ひみつの庭園、本当にモンスターがいました…b
「私達は魔輪でピクニックをしている者なのですが、この辺りに天球庭園という朽ち果てた庭園があるのをご存じですか?」
砂緒なりに演技をして丁寧に聞き出す。フルエレは彼がこんな事出来るんだと内心感心した。
「天球庭園かい? 聞いた事ないねえ、うーん、お前ら聞いた事あるかい?」
工事のおじさんが周囲の者達に聞く。それを後ろから見ていた目つきの悪い男が、二人に聞こえぬ様に囁きながら隠し持つ剣に手をかける。
「有未レナード様、あいつら只の一般人でしょう。殺りますか?」
この場にライグ村攻略で大敗しイェラに追いかけられて逃げた、ニナルティナ軍指揮官有未レナードが居た。
「いや魔輪に乗ってるガキ二人、敵の王都の貴族のバカ御曹司とかだろう。下手に殺って騒ぎになって捜索隊でも出されたらマズい。放っておけ」
「はい」
目つきの悪い男は剣を戻す。有未は直接は砂緒が魔戦車を潰す場面を目撃しておらず、逃げた捕虜からの情報もまだ上手く伝達されていなかった。
だからこの男は目の前の少年が例の化け物とは気付いていなかった。
何の情報も得られず、砂緒とフルエレは工事の一団を離れて再びでたらめに北東に向かって走り出した。丁度王都と海と中間地点辺りにまで来ていた。
「フルエレ! あれはなんですか!? 青い透明な物がピョンピョン跳ねてますよっ!」
普段無表情冷静な砂緒がいつになく驚いた声を上げる。
「なんだろ、真っすぐで良いの?」
フルエレが言われるまま森の小道を進むと、砂緒が指示した地点で魔輪を停車して二人でゆっくり森の中を歩く。森の木々の間に確かにクラゲ的に透明な青い物体がピョンピョン跳ねていた。

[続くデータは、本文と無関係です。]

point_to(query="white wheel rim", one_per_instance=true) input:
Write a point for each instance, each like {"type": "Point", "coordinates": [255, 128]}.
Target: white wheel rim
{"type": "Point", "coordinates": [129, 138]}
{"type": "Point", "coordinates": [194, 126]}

「わわっ、スライムよ! 砂緒あれスライム! 久方ぶりにモンスター見ちゃった。あ、砂緒以外でね」
砂緒は初めて見るモンスターという物体を目を皿の様にして見つめる。
「フルエレ……実は私、貴方や皆さんがモンスターだの何だの言ってるのは集団妄想か何かと思っていたのですが、本当にモンスターとやらはいたのですね。謝りたいです」
「貴方に言われたくないです……」
「あれを……攻撃したりしても法的に問題は無いのですか?」
「当たり前じゃない! 戦いましょう! さあ行けっっ砂緒!」
フルエレは飛び跳ね続けるスライムに対して、攻撃を指示するかの様にびしっと指を指した。砂緒は貰ったばかりの剣を抜き、スライムに突進を始めた。二人で初めてのまともな戦闘の開始だった。